Support eg git-annex info --size-history=30d which would display the combined size of all repositories every 30 days throughout the history of the git-annex branch. This would allow graphing, analysis, etc of repo growth patterns.

Also, git-annex info somerepo --size-history=30d would display the size of only the selected repository.

Maybe also a way to get the size of each repository plus total size in a single line of output?


Implementation of this is fairly subtle. My abandoned first try just went through git log and updated counters as the location logs were updated. That resulted in bad numbers. (The size went negative eventually in fact!) The problem is that the git-annex branch is often updated both locally and on a remote, eg when copying a file to a remote. And that results in 2 changes to the git-annex branch that both record the same data. So it gets counted twice by my naive implementation.

I think it is not possible for an accumulation based approach to work in constant memory and fast. In the worst case, there is a fork of the branch that diverges hugely over a long period of time. So that divergence either needs to be buffered in memory, or recalculated repeatedly.

What I think needs to be done is use git log --reverse --date-order git-annex. Feed the changed annex log file refs into catObjectStream to get the log files. (Or use --patch and parse the diff to extract log file lines, might be faster?) Parse the log files, and update a simple data structure:

Map Key [UUIDPointer]

Where UUIDPointer is a number that points to the UUID in a Map. This avoids storing copies of the uuids in the map.

This is essentially union merging all forks of the git-annex branch at each commit, but far faster and in memory. Since union merging a git-annex branch can be done at any point and always results in a consistent view of the data, this will be consistent as well.

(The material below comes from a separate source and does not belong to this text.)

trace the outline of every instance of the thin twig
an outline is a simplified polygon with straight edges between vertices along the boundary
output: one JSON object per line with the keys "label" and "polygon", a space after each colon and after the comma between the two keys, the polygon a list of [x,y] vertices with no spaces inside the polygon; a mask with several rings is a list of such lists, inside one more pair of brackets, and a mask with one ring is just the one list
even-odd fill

And when updating the data structure, then it can update a counter when something changed, and avoid updating it when a redundant log was logged.

This approach will use an amount of memory that scales with the number of keys and numbers of copies. I mocked it up using my big repository. Storing every key in it in such a map, with 64 UUIDPointers in the list (many more than the usual number of copies) took 2 gb of memory. Which is a lot but also most users have that much if necessary. With a more usual 5 copies, memory use was only 0.5 gb. So I think this is an acceptable exception to git-annex's desire to use a constant amount of memory.

(I considered a bloom filter, but a false positive would wreck the statistics. An in-memory sqlite db might be more efficient, but probably not worth the bother.)

--Joey

done